Achieving insulin independence with single donor is another important target for islet transplantation to ameliorate the donor shortage. See Table 42.2. Hering et al. demonstrated that careful donor and recipient selection and T cell depletion using thymoglobulin or OKT-ala-ala antibody enabled them to achieve single-donor islet transplantation [17]. The Illinois group demonstrated that exenatide enables them to achieve insulin independence with single donor. Exenatide is a GLP1 analog which has several advantages for islet transplantation including enhancing of insulin-secretary ability, beta-cell proliferation, and loss of appetite. The San Francisco group introduced new immune suppression drugs, Efalizumab and Belatacept, which enables them to achieve insulin independence with single donor. Both Efalizumab and Belatacept are co-stimulatory blockage: Efalizumab blocks anti-LFA-1 and Belatacept blocks CD80-CD86 pathways. Finally, T cell depletion and potent anti-inflammation using the double blockade with IL-1 beta and TNF alpha enabled us to achieve insulin independence with single-donor islet transplantation [11]. Notably, this protocol did not use sirolimus which has notorious side effects including oral ulcer, peripheral edema, hyper lipidemia, and so on.

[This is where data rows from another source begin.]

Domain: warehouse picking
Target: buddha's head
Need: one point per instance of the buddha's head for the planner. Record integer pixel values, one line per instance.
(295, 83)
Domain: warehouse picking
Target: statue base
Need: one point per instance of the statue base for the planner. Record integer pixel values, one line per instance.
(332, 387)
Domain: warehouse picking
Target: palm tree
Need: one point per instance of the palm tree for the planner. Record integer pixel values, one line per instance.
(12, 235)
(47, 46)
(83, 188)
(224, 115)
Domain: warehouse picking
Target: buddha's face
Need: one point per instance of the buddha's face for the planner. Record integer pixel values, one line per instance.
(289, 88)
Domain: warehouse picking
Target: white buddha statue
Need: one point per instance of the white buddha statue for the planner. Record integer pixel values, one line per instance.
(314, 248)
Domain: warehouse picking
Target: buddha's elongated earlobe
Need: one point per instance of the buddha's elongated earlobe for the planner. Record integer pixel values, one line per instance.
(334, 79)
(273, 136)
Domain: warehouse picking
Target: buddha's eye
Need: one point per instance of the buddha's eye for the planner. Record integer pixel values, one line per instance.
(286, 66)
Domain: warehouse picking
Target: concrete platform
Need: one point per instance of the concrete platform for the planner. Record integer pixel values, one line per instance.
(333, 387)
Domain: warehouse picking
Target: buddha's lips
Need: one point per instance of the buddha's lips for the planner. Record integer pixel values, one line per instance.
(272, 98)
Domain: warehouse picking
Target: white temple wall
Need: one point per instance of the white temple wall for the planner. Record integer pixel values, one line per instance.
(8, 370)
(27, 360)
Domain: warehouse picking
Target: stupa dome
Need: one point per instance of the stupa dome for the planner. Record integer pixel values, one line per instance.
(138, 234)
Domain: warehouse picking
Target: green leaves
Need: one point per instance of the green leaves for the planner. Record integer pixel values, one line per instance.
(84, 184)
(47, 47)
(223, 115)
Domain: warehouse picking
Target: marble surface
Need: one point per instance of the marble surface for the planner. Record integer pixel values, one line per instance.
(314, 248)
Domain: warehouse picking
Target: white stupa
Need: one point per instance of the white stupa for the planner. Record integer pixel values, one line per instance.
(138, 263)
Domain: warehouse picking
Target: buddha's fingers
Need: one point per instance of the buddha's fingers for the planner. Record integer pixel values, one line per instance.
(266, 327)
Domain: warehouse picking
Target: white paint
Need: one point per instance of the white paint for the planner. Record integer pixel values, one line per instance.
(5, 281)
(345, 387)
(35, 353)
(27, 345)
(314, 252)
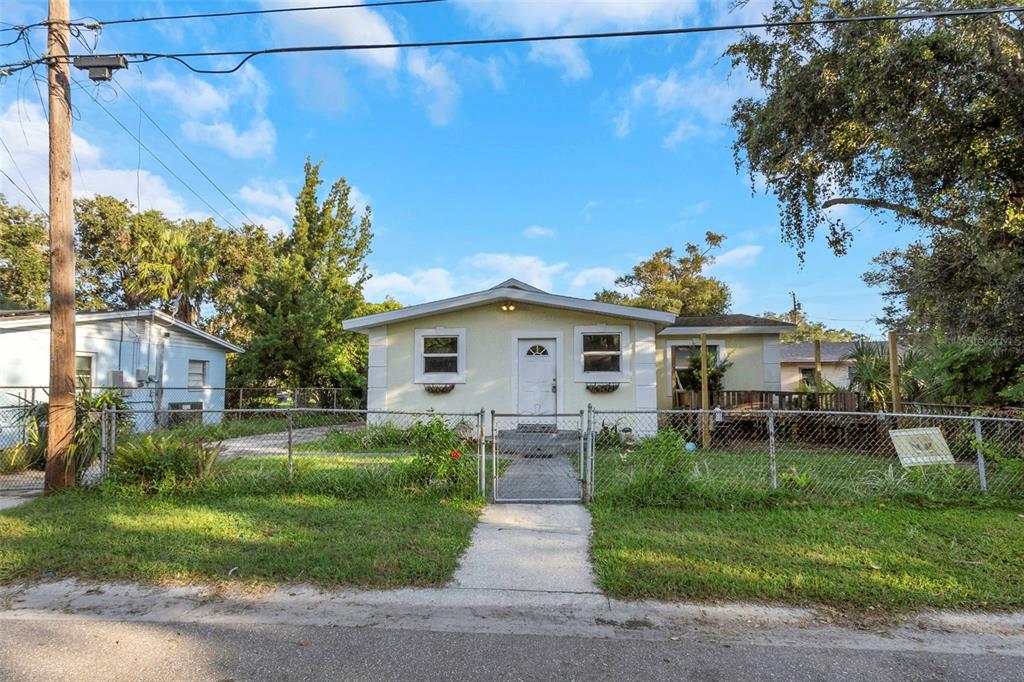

Even though allogeneic islet transplantation continuously improves the clinical outcomes, this therapy never cures majority of type 1 diabetic patients due to insufficient donors. Insulin-producing cells from nonhuman donor are required to fulfill the goal. The possible nonhuman donor sources are xenografts, embryonic stem (ES) cells, and induced pluripotent stem (iPS) cells. Among the cells, xenografts derived from porcine pancreas have been clinically used since 1994 [18]. However, possible infection with porcine endogenous retrovirus (PERV) after islet xenotransplantation in SCID mice was reported, and PERV became the major concern for the porcine islet transplantation [19]. Furthermore, International Xenotransplantation Association published their statement that only a well-coordinated international effort aimed at harmonizing xenotransplantation procedures according to the highest ethical and regulatory standards on a global scale will enable the initiation of clinical xenotransplantation trials under the best auspices for its success and minimizing risk of failure [20]. In New Zealand, encapsulated neonatal porcine islet transplantation has been conducted under the comprehensive regulatory framework for the first time [21]. Thus, the islet transplantations using porcine xeno islets are already a clinical reality. Of note, porcine islet transplantation has several advantages over allogeneic transplantation besides solving donor shortage, such as well-characterized donor, scheduled procedure, and possible gene modification (Table 42.3).